Monday, Mar 03, 2014
by Ned Wazowski
Bloopers prove that the best part of something might be the mistakes.
Uncontrollable laughter, forgotten lines or pranks or practical jokes by fellow cast members. For me, the Special Features are the best reason to own a DVD, and bloopers, also known as outtakes or a gag reel, are irresistible.
The term blooper originates from wartime censorship – it’s short for ‘Blue Pencil’ which was used to cross out unacceptable parts of documents and letters by the 'blue-person'. Its use for these flubs on film was popularized in the 1950s in a series of record albums entitled Pardon My Blooper.
But one of the earliest champions of the blooper reel as entertainment in and of itself was the Burt Reynolds classic Smokey and the Bandit II. Theatre-goers in 1980 didn’t walk out during the closing credits but instead were glued to their seats watching Sally Field, Jackie Gleason, Jerry Reed, but mostly Burt Reynolds flub their lines, miss their marks and otherwise waste precious film in their tomfoolery.
Blooper reels allow us to catch our favorite actors when they let their guard down and we see them being real. You certainly walk out of the theatre thinking that these are people who get along well with each other and who have a lot of fun in their jobs. So what, then, when the actors aren’t real at all?
Lots of Pixar’s films include a blooper reel over the closing credit. This is the ultimate suspense of disbelief since, if the characters are doing retakes, there’s obviously a physical set somewhere with real actors – albeit monsters or toys – that really exist. In Burt Reynolds’s case, the blooper shows that he doesn’t take himself too seriously. For the Pixar crew, the blooper reel proves one half of that old adage: to err is human. If they’re making mistakes, then they must be real.
Monday, Feb 24, 2014
by Ned Wazowski
Are you in or are you out?
When you’re a kid, a sense of belonging is so important. You yearn to be included as part of the group, and being left out is the worst punishment. Fan clubs allow kids to proudly declare their membership to the world, with all the documents – from their favorite hero no less – to back it up.
As a kid, I was a card-carrying member of the Pennyland Fan Club. We didn’t hold meetings or attend events, but that little rectangle of card stock made me feel closer to my favorite characters. Of course, some fan clubs actually did things and even elected officers (rumor has it Margie was President of her local chapter of the Jupiter Fan Club), offering members other ways to be connected to their heroes.

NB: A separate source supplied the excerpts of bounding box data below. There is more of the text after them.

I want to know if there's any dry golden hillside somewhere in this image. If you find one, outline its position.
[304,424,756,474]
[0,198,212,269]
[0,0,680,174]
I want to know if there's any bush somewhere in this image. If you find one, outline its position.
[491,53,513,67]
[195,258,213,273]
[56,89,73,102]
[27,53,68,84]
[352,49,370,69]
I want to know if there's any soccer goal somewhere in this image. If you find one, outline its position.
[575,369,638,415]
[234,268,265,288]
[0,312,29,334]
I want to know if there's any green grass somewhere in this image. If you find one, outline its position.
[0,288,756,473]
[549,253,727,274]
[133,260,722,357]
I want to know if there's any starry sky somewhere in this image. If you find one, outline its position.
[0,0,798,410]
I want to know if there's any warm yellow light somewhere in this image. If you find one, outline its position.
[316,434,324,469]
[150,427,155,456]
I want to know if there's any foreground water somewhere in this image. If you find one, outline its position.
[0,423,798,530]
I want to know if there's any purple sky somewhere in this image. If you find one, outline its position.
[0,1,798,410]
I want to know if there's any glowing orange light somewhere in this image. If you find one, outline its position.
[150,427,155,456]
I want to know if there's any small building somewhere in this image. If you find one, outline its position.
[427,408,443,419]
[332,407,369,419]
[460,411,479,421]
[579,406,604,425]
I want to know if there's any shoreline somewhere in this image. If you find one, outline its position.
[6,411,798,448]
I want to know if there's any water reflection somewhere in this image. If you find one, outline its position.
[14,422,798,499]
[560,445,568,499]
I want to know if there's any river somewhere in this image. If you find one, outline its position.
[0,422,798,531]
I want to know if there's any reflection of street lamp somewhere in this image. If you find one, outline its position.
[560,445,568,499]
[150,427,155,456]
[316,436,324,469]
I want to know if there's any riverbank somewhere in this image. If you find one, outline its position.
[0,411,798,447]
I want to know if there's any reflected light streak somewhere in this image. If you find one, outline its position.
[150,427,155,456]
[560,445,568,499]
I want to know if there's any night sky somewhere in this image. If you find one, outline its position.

And what if that hero were fictional? That didn’t matter at all. In fact, a club made up of real-life members could help bring the fictional character to life. Or maybe, as in the case of the Spaceman Jax fan club, it allowed kids to participate in that imaginary world and explore beyond the walls of the thirty-minute show.
Do kids still join fan clubs anymore? Not as they existed in the past, but organized groups of fans are pretty common online. Whether it’s liking a fan page and staying in touch by following newsfeeds or joining an official forum, there are plenty of ways to be a part of the group. You may not have a pin or a decoder ring to demonstrate your devotion, but Facebook shows your friends the bands or films or characters you like – letting you wear your heart on your page, if not on your sleeve.
Monday, Feb 17, 2014
by Ned Wazowski
The 21st century – the same as it’s always been.
Watching old episodes of the Jetsons, I’m really struck by how similar life seems today as it was for the “family of the future.” Obviously there are universal truths that may never change: raising kids, working for a big company, and human-canine relations.
But it’s the 1960s view of technology that’s so interesting – all of the screens in the Jetsons, all of the button-pushing and desire for instant-everything.
It’s remarkable not how much the Jetson’s home resembles the home of the future seen at the 1964 World’s Fair, but how much it resembles our homes today. Flat screen televisions that take up one wall of the living room and upon which we can play games, watch films and browse through an entire universe of information, all from the climate-controlled comfort of our push-button world. While we worry about chemicals and preservatives, we enjoy instant meals that are ready with the push of a button or delivered hot to our door, even from restaurants across the country. George Jetson (and his boy Elroy) would certainly feel right at home here.
If only we could figure out how to get the dog to use the treadmill, we’d have it made!